Elasticsearch 5.1.1 remote reindex process aborts without any error


(hailima@hotmail.com) #1

Hi All,

I migrate my index from ES 1.4.4 to 5.1.1 using "_reindex" API. The reindex process always aborts without any errors before finishing all records. Here are details:

  1. Create a new index with settings in 5.1.1 ES server:
(PUT) http://hostname5_1_1:9200/nexttextindex
{
  "settings": {
    "index": {
      "number_of_replicas": "0",
      "number_of_shards": "5",
      "refresh_interval": "-1"
    }
  }
}  
(POST) http://hostname5_1_1:9200/_reindex?wait_for_completion=false
{
  "source": {
    "remote": {
      "host": "http://hostname1_4_4.com:9200"
    },
    "index": "nexttextindex",
    "size": 10
  },
  "dest": {
    "index": "nexttextindex"
  }
}
  1. Use task API to monitor the reindex process:
(GET) http://hotname5_1_1:9200/_tasks?detailed=true&actions=*reindex

{
  "nodes": {
    "H_cHXZN9SnqbdBNaew5wew": {
      "name": "hostname5_1_1",
      "transport_address": "10.169.167.203:9300",
      "host": "10.169.167.203",
      "ip": "10.169.167.203:9300",
      "roles": [
        "master",
        "data",
        "ingest"
      ],
      "tasks": {
        "H_cHXZN9SnqbdBNaew5wew:198701": {
          "node": "H_cHXZN9SnqbdBNaew5wew",
          "id": 198701,
          "type": "transport",
          "action": "indices:data/write/reindex",
          "status": {
            "total": 5653044,
            "updated": 0,
            "created": 43350,
            "deleted": 0,
            "batches": 6,
            "version_conflicts": 0,
            "noops": 0,
            "retries": {
              "bulk": 0,
              "search": 0
            },
            "throttled_millis": 0,
            "requests_per_second": 0,
            "throttled_until_millis": 0
          },
          "description": "",
          "start_time_in_millis": 1484860595578,
          "running_time_in_nanos": 11292914938,
          "cancellable": true
        }
      }
    }
  }
}
  1. As you can see from 3), everything looks good.
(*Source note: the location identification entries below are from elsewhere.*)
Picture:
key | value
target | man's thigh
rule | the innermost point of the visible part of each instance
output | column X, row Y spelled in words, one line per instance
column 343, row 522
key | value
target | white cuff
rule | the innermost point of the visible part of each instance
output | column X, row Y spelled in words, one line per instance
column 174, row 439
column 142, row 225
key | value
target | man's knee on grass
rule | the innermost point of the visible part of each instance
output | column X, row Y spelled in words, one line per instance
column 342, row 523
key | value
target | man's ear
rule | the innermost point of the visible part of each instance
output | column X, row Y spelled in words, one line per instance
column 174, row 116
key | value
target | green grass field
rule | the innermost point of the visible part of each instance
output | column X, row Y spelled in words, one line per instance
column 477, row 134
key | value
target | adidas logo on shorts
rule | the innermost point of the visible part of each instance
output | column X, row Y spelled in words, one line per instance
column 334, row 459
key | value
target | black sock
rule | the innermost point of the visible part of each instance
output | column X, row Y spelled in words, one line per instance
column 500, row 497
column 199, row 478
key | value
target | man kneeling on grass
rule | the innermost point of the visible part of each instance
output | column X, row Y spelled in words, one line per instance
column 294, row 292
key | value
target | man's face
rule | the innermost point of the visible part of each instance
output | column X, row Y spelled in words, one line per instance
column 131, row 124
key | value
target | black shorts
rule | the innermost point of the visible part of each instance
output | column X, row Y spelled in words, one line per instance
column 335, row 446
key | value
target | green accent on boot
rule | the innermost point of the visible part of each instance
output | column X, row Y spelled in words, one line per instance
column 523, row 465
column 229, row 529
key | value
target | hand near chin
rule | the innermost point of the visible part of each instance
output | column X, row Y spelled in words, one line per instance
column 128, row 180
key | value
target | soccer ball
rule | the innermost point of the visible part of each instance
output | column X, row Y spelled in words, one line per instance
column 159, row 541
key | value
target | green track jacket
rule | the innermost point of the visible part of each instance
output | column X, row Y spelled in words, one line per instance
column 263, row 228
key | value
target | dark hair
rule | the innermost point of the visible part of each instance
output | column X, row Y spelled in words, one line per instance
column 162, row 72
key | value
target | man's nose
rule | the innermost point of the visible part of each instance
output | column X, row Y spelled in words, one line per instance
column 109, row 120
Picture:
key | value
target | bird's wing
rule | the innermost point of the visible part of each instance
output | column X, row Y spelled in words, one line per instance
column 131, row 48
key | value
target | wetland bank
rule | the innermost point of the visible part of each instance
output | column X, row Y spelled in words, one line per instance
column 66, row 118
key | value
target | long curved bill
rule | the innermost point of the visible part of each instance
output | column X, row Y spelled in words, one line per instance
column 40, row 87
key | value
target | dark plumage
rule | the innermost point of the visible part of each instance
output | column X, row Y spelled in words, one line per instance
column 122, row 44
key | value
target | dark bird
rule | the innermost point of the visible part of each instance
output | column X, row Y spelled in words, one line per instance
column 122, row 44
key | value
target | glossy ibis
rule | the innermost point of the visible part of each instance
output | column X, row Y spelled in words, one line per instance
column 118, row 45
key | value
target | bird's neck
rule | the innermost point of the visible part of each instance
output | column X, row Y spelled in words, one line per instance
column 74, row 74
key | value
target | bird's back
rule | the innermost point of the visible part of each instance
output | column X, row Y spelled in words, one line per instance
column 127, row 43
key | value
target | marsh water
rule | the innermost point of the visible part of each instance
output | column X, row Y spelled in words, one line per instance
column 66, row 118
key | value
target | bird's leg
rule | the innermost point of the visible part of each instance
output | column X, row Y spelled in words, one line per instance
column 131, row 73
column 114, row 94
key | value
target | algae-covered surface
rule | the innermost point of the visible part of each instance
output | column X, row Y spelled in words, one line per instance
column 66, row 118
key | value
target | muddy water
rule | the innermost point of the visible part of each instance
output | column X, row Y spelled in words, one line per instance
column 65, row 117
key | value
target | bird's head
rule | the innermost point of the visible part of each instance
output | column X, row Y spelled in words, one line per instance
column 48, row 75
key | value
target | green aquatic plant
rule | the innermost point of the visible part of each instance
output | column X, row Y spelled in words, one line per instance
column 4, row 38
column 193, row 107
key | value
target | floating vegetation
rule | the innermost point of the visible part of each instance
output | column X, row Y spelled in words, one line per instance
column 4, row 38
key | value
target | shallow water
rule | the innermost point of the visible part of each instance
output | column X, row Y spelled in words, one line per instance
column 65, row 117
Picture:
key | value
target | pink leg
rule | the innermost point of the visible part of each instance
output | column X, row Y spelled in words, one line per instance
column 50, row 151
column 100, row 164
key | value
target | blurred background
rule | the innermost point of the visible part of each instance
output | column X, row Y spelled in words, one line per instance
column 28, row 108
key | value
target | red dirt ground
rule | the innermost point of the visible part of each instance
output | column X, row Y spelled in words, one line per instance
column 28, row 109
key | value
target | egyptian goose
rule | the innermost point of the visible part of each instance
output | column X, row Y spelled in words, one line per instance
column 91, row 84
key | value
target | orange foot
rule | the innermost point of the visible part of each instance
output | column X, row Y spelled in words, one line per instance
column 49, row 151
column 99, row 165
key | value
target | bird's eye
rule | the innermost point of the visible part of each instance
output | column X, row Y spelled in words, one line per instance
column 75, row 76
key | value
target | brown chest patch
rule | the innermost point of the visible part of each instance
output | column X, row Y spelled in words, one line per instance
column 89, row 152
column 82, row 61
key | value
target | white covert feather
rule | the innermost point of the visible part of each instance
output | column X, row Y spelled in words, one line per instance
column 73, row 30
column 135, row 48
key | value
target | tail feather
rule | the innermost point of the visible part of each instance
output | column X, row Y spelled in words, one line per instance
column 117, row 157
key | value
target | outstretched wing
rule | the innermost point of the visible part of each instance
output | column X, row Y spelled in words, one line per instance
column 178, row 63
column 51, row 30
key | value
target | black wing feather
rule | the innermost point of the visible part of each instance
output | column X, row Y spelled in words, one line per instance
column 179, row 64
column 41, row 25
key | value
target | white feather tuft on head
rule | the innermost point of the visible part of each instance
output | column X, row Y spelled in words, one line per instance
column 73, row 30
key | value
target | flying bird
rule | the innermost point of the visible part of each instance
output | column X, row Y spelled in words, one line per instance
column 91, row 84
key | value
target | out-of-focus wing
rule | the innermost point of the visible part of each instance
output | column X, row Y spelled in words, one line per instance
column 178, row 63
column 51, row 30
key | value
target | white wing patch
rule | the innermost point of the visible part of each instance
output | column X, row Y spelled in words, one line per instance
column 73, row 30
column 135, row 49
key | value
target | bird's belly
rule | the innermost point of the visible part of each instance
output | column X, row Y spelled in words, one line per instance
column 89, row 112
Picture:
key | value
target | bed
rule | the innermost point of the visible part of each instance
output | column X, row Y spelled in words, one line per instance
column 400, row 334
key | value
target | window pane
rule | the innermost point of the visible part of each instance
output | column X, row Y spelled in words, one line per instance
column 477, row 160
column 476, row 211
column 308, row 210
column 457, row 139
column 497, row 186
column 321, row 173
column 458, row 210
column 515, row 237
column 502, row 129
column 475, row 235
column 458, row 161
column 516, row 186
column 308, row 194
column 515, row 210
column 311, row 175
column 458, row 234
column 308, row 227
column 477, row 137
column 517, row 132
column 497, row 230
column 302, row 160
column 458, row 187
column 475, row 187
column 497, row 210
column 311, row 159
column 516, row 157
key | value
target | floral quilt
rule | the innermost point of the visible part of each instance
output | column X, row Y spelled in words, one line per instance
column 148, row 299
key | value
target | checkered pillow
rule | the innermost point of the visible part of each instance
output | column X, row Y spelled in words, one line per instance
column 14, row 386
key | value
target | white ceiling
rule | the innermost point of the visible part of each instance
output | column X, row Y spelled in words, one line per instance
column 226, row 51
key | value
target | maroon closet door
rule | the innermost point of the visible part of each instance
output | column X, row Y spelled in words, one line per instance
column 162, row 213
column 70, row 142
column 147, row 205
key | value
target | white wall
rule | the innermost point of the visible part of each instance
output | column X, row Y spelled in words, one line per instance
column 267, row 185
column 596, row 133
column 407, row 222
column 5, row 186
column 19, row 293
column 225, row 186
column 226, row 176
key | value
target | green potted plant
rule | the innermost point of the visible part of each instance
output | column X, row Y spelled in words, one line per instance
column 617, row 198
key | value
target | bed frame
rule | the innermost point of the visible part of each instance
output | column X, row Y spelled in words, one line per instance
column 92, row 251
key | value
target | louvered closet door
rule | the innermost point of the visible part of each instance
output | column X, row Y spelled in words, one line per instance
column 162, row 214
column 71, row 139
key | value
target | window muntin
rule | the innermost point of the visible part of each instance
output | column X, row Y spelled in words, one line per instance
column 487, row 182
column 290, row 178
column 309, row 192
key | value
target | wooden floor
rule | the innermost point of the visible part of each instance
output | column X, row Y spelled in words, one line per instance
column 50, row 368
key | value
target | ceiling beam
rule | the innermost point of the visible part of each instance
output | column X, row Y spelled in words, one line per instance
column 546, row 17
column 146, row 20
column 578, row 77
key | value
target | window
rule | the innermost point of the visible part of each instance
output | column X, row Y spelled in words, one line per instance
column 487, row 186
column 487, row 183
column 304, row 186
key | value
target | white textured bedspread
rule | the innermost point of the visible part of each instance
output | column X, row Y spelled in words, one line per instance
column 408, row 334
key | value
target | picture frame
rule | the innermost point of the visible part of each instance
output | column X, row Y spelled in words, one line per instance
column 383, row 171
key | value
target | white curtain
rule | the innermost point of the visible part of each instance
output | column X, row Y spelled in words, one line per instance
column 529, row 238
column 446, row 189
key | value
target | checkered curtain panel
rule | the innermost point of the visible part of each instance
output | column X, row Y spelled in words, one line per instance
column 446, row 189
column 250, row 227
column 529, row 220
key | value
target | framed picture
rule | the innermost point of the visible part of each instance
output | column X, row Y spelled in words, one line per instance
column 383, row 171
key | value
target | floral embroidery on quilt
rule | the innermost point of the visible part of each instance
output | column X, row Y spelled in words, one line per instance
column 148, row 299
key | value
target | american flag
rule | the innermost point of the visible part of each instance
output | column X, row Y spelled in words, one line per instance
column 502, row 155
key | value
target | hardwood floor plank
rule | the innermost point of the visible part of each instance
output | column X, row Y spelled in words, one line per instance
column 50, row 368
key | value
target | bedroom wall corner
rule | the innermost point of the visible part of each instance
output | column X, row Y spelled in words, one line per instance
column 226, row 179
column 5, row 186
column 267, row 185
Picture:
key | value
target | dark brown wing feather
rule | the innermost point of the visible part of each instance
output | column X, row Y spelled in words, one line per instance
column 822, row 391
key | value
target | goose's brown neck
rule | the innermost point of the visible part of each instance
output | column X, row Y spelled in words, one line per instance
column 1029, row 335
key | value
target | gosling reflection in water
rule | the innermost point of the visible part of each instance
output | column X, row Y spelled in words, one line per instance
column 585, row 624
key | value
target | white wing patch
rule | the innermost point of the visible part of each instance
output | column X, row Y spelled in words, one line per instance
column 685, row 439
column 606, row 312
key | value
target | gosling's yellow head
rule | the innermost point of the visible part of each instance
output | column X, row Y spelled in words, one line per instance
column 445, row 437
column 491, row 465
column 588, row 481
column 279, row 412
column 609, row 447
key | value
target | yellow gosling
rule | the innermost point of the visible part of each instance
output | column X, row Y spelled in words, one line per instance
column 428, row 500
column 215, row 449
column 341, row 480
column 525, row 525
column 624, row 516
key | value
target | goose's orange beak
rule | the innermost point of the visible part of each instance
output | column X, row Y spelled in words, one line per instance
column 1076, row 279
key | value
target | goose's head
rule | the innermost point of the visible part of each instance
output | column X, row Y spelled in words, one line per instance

But, After a couple of hours, the task is done and only about 60K records got indexed in ES 5.1.1 server instead of 5653044. Repeated the process a few times, it always aborted without any errors.

Appreciate if any help!


(Nik Everett) #2

You should be able to get the status of those reindex tasks with GET /_tasks/<taskId> where the <taskId> is whatever id was returned when you started. If you didn't store them then you should be able to look around with something like GET .tasks/_search. Those should contain the failure reason. Or, if it thinks it finished successfully, it should show you that.


(hailima@hotmail.com) #3

Thanks for quick reply, Nick

I used "GET /_tasks/", But, it's not working. Here details:

GET .. 9200/_tasks/198701

{
"error": {
"root_cause": [
{
"type": "illegal_argument_exception",
"reason": "malformed task id 198701"
}
],
"type": "illegal_argument_exception",
"reason": "malformed task id 198701"
},
"status": 400
}


(Nik Everett) #4

You'll need the part before the : in the task id as well. If you don't have it then try the search I sent.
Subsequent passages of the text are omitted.